Selain pelajaran gizi, nilai-nilai dan kebersihan, pusat ini menjalankan Sistem Pembelajaran Alternatif (ALS). “Ini melelahkan, tapi anak-anak membutuhkan saya,” kata Antionio Santor, satu-satunya guru in-house di pusat tersebut.. Kepala pusat tersebut, Bautista, mengakui bahwa mereka membutuhkan lebih banyak staf.

Departemen Pendidikan telah setuju untuk menyediakan satu guru ALS untuk pusat-pusat tersebut; Namun, menurut Bautista, gurunya jarang datang.

Sebagai pekerja sosial sejak tahun 1980-an, Bautista menegaskan bahwa CICL juga merupakan anak-anak yang harus dilindungi haknya. “Mereka juga korban, mereka butuh bimbingan.” Ia juga meminta masyarakat Filipina untuk berupaya merawat orang tua mereka yang lanjut usia.

Bautista mengatakan bahwa Valenzuela berupaya menjadi kota yang lebih ramah anak.
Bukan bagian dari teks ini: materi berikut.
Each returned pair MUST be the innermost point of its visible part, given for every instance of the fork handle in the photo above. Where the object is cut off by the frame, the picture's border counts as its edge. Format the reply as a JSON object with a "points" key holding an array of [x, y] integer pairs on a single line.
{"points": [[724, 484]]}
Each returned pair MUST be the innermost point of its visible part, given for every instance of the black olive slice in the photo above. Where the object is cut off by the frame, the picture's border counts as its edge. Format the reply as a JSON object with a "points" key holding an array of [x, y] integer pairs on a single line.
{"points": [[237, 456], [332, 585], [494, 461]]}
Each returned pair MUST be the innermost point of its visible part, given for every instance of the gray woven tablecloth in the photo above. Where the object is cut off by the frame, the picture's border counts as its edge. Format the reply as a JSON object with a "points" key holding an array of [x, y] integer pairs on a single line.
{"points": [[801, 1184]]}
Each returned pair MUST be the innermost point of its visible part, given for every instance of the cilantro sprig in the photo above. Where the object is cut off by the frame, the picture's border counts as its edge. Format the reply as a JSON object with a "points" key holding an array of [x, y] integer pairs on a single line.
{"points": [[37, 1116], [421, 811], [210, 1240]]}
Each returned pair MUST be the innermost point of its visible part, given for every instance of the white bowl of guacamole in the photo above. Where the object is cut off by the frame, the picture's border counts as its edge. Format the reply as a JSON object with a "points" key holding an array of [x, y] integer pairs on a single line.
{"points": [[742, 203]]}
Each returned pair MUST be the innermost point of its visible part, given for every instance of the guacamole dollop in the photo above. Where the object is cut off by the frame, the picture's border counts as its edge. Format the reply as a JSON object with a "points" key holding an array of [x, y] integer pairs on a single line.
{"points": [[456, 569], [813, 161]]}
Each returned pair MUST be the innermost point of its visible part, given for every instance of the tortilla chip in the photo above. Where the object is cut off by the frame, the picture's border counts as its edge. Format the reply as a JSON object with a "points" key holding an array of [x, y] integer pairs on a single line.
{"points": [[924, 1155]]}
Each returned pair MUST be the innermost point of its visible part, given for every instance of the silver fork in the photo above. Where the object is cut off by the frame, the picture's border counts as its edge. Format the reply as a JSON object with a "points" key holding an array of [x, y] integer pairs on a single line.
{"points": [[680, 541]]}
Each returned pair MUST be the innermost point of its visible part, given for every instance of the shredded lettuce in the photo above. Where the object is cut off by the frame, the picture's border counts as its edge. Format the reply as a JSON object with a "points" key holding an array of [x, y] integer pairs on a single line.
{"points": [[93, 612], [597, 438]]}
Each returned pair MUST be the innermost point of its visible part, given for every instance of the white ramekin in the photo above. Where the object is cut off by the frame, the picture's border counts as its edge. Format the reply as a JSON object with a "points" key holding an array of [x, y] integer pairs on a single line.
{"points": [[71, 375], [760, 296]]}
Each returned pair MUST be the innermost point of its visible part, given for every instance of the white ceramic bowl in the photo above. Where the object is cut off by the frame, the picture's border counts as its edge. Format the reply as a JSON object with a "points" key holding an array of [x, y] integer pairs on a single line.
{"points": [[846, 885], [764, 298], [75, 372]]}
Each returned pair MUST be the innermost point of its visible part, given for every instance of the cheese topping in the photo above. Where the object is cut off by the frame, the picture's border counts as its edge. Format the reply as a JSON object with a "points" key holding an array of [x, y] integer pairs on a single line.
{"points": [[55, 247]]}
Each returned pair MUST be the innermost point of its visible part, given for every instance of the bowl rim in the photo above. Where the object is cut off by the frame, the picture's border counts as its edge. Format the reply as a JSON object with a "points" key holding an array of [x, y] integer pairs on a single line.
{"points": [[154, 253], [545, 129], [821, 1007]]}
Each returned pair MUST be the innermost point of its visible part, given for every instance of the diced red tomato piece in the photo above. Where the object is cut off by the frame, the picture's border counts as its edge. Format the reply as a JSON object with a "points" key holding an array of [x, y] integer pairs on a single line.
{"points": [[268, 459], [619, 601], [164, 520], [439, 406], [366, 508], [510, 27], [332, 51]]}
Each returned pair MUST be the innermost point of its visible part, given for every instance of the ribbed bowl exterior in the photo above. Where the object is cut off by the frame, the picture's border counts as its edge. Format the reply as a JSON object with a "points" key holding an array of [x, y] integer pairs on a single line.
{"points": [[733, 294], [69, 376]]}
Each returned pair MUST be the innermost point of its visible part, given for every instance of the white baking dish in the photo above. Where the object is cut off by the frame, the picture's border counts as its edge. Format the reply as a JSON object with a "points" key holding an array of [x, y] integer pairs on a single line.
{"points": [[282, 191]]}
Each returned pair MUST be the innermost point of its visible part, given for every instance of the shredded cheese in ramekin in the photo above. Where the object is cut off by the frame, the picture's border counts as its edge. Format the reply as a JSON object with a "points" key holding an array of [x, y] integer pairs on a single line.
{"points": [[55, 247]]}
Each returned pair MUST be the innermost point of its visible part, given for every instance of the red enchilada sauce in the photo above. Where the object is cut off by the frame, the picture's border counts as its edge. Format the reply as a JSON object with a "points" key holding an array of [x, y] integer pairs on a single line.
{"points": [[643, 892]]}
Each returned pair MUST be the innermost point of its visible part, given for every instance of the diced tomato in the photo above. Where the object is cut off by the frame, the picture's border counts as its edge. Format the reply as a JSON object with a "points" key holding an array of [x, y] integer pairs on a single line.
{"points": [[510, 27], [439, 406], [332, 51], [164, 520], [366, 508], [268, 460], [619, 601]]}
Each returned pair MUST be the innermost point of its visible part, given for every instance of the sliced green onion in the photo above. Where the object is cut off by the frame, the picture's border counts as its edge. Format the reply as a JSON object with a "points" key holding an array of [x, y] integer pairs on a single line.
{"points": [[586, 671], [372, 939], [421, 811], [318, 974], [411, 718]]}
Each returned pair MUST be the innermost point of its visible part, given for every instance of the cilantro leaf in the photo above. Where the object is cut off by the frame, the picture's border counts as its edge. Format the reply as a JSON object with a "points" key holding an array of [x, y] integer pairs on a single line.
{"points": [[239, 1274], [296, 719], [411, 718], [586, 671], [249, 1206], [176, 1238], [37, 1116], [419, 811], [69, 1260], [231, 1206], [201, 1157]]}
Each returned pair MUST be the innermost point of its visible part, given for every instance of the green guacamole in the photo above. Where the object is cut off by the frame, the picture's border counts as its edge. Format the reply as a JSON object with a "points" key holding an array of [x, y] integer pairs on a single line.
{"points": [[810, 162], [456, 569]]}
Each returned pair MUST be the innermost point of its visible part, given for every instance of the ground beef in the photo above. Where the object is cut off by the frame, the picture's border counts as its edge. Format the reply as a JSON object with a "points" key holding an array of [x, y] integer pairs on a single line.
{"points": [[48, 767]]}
Ia memuji pemerintah daerah Pasig dan Mandaluyong yang telah memberikan contoh yang baik. Ia berharap LGU lain bisa mengikuti jejaknya.

Benigna memberi tahu semua orang bahwa dia akan pulang besok. Pusat tersebut telah menemukan suaminya dan mereka akan segera bersatu kembali. Carol dan Juliana tersenyum dan bertanya-tanya apakah mereka akan sebahagia itu. Sementara itu, para sahabat terus memperhatikan anak-anak bermain. Rappler.com

Untuk informasi lebih lanjut tentang Bahay Kalinga dan Bahay Pag-asa di Kota Valenzuela, Anda dapat menghubungi mereka di 292-1662 atau [email protected]. Mereka menerima sumbangan berupa beras, sembako, dan perlengkapan mandi. Mereka juga membutuhkan bantuan untuk menemukan keluarga penghuninya.

Bagaimana kita bisa membantu melawan kelaparan? Rekomendasikan LSM, laporkan apa yang dilakukan LGU Anda, atau sarankan solusi kreatif. Email kami di [email protected]. Jadilah bagian dari #Proyek Kelaparan.